Julia Faure, à Paris, février 2024. Crédits : Maurice Midena

Portrait | Après avoir créé la marque de vêtements éthiques Loom, Julia Faure est devenue la co-présidente du Mouvement impact France, une sorte (d’anti-)Medef de l’économie sociale et solidaire – et écolo. Revendiquant un activisme économique, elle s’impose comme une figure majeure de l’entrepreneuriat éthique en France et compte faire un sort aux Shein et consorts. Mais pas que. 

 

En février dernier, on avait vu Julia Faure sur BFM Business croiser le fer avec Jean-Marc Daniel, professeur émérite d’économie à l’ESCP et habitué des débats audiovisuels. L’économiste libéral s’était lancé dans une défense bien à lui de l’état des lieux actuel de l’industrie textile, et de l’importance pour les uns et les autres de s’appuyer sur ses sacro-saints « avantages comparatifs », avec sa bonhommie télévisuelle habituelle.  « Je trouve ça criminel de dire ça, l’avait coupé Faure, qui, visiblement, trouvait la situation un peu plus grave que son interlocuteur. L’avantage comparatif du Bangladesh, c’est de ne pas payer les gens. L’avantage comparatif du Bangladesh, c’est de ne pas traiter les eaux usées qui sont issues des teintures. […] C’est l’exploitation des gens et de la nature, les avantages comparatifs dans le textile. » Un rappel du réel derrière la théorie qui avait jeté un petit froid en plateau – une clim’ certifiée sans émission carbone au moins. 

Julia Faure, 35 ans, s’est imposée ces dernières années (mais surtout ces derniers mois) comme un des visages phares de l’entrepreneuriat éthique. Pour le Monde, elle fait partie de « la relève », ces « jeunes qui bousculent les normes ». Pour l’ONG Positiv, elle fait partie des 35 leaders positifs à suivre en 2023 classement publié chez nos confrères des EchosChez Forbes France, on la trouve cool et iconoclaste. C’est que, d’une part, elle est une entrepreneuse avisée. Elle a co-fondé Loom en 2017, une marque de vêtements faits en coton bio, fabriqués en France et au Portugal, avec ce slogan : « Achetons moins, produisons mieux ». Loom, c’est 8 salariés, 3,5 millions de chiffre d’affaires en 2023, plus de 50% de croissance annuelle, une boite bénéficiaire et qui réinjecte tous ses profits dans ses investissements. Le tout, à rebours de tout ce qu’a imposé la fast fashion : pas de pub, pas de soldes, pas de nouvelles collections – juste des « générations » renouvelées pour améliorer leurs produits. Pas de pré-commande « pour des questions de maintien de la qualité ».

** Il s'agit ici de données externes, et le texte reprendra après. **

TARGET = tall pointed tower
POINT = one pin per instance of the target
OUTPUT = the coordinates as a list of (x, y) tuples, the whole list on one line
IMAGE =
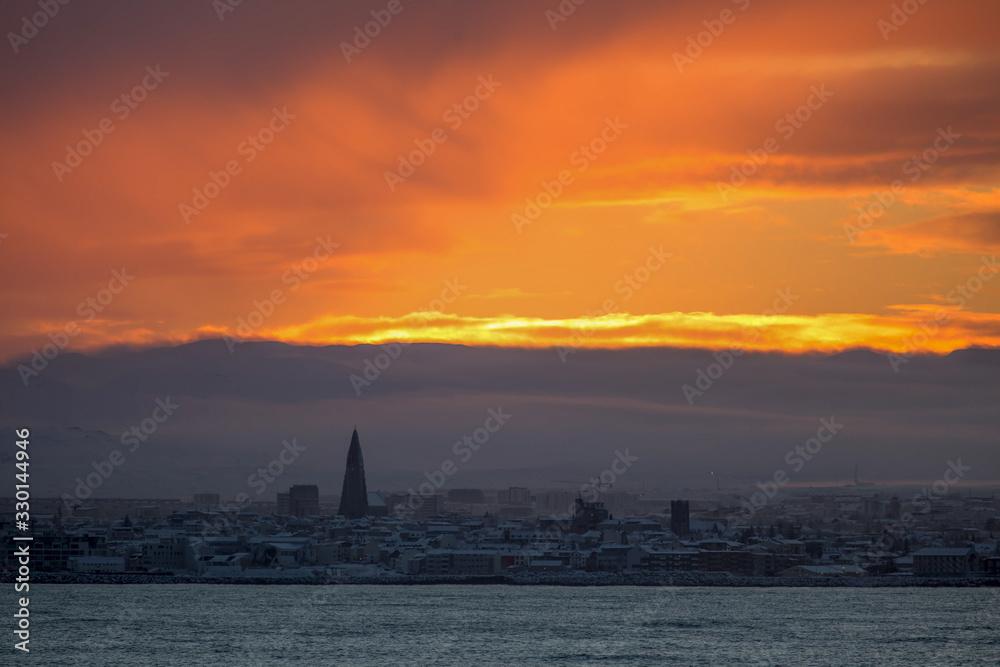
[(354, 496)]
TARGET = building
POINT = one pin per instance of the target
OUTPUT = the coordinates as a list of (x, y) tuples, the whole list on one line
[(97, 564), (207, 501), (822, 571), (588, 515), (515, 495), (376, 504), (165, 554), (680, 517), (943, 562), (303, 500), (467, 496), (354, 497), (283, 504)]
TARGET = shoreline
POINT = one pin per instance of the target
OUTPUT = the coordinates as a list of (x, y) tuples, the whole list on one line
[(589, 579)]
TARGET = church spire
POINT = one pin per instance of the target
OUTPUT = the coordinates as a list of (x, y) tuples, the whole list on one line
[(354, 496)]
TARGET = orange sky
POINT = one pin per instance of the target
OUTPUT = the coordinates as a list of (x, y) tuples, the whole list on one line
[(651, 198)]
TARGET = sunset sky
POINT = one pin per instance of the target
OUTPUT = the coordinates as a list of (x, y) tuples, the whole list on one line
[(642, 246)]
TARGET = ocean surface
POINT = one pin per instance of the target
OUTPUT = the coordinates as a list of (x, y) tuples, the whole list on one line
[(467, 626)]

Chez Loom, le tee-shirt est à 25 euros, le sweat à 40, le jean à 100. « Il y a une chose qu’il faut savoir, note Faure, moins de 25 euros pour un tee-shirt en coton bio, de bonne qualité, bien produit, ça n’existe pas. Si vous trouvez un tee-shirt en dessous de ce prix-là, c’est qu’on a rogné sur la qualité, ou sur les conditions de travail de ceux qui l’ont produit. »  Faure n’est pas du genre bobo déconnectée : 25 balles pour un tee-shirt, elle sait que ce n’est pas donné à tout le monde. Mais son cheval de bataille, c’est de rappeler que le low-cost, à long terme, appauvrit les populations : « Le low-cost est toujours égal à de la délocalisation. et cela crée du chômage en France. Depuis les années 1990, on a perdu 30 000 emplois dans le secteur textile. Et avec ces pertes d’emplois, plein de choses ferment : le teinturier, les couturiers etc. Si l’usine du village ferme, c’est le boulanger qui ferme puis le petit commerçant, et c’est du chômage en cascade. Ce qui fait que les anciens bassins de production textile ont du chômage qu’on ne parvient pas à résoudre. » Et de rappeler que ces délocalsations, c’est aussi un manque à gagner pour la collectivité avec des baisses de recettes fiscales. Comme elle le disait aussi face à Jean-Marc Daniel sur BFM : le textile en France, c’est 12 milliards d’euros de déficit, soit 20% du déficit commercial.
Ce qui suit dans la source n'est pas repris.